奈良時代末期、奈良で修業をしていた賢心は夢の中で「北へ向かい、清泉を求めよ」という啓示を受け取りました。導かれるまま北に向かった賢心は音羽山(清水山)のふもとの瀧のほとりで、行叡居士という修行僧に出会いました。
「そなたが来るのを待っていた。この霊木に千手観音のお姿を彫って、この地を守れ」
行叡居士はそう言い残すと姿を消しました。あとに残された霊木を見た賢心は、行叡居士は千手観音の化身だったのだと悟りました。賢心は延鎮と名をあらため、千手観音を彫った霊木を瀧のほとりの庵に安置しました。
それから2年の月日が流れました。
ある日、天皇に仕える武人の坂上田村麻呂が妻の病気に効くという鹿の生き血を求めて音羽山にやってきました。延鎮は坂上田村麻呂に不殺生の教えを説きました。延鎮の話に深く感銘を受けた坂上田村麻呂は邸宅を寄進して、十一面千手観音をご本尊とする寺院を建立しました。これが音羽山清水寺の始まりです。

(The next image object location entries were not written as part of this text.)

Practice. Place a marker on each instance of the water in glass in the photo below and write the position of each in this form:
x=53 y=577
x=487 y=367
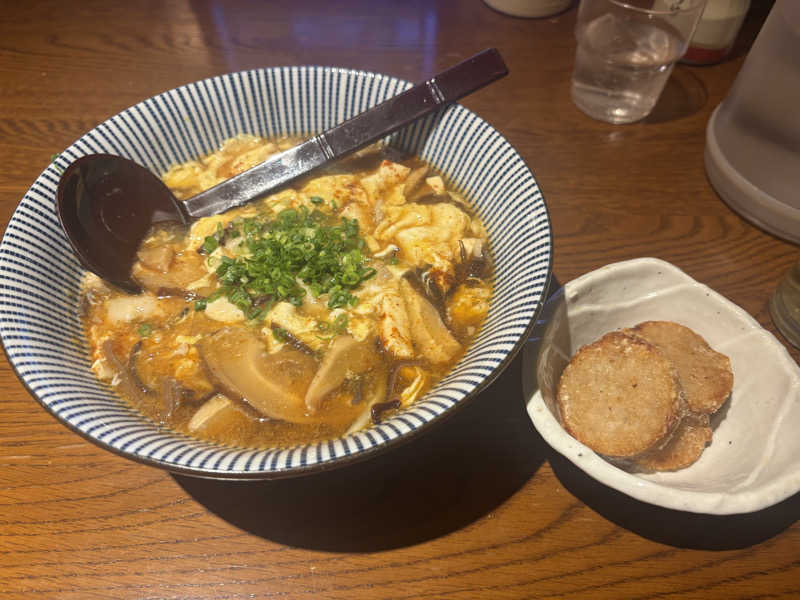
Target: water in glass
x=621 y=67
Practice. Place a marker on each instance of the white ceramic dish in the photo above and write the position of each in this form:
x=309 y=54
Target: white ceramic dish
x=754 y=459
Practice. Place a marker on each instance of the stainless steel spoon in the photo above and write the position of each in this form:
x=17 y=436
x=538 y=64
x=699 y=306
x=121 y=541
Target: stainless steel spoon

坂上田村麻呂は桓武天皇の命により、征夷大将軍として蝦夷を征伐するために兵を引き連れて東北に向かうことになりました。東北の地に赴く前に、坂上田村麻呂は清水寺で戦勝祈願をしたといいます。
十一面観音の霊威もあってか、坂上田村麻呂は蝦夷を征伐することに成功しました。坂上田村麻呂は蝦夷の統領であるアテルイに命までは奪わないと約束して、アテルイを京都の御所まで連行しました。ところが坂上田村麻呂の必死の懇願にもかかわらず、アテルイは処刑されてしまったのです。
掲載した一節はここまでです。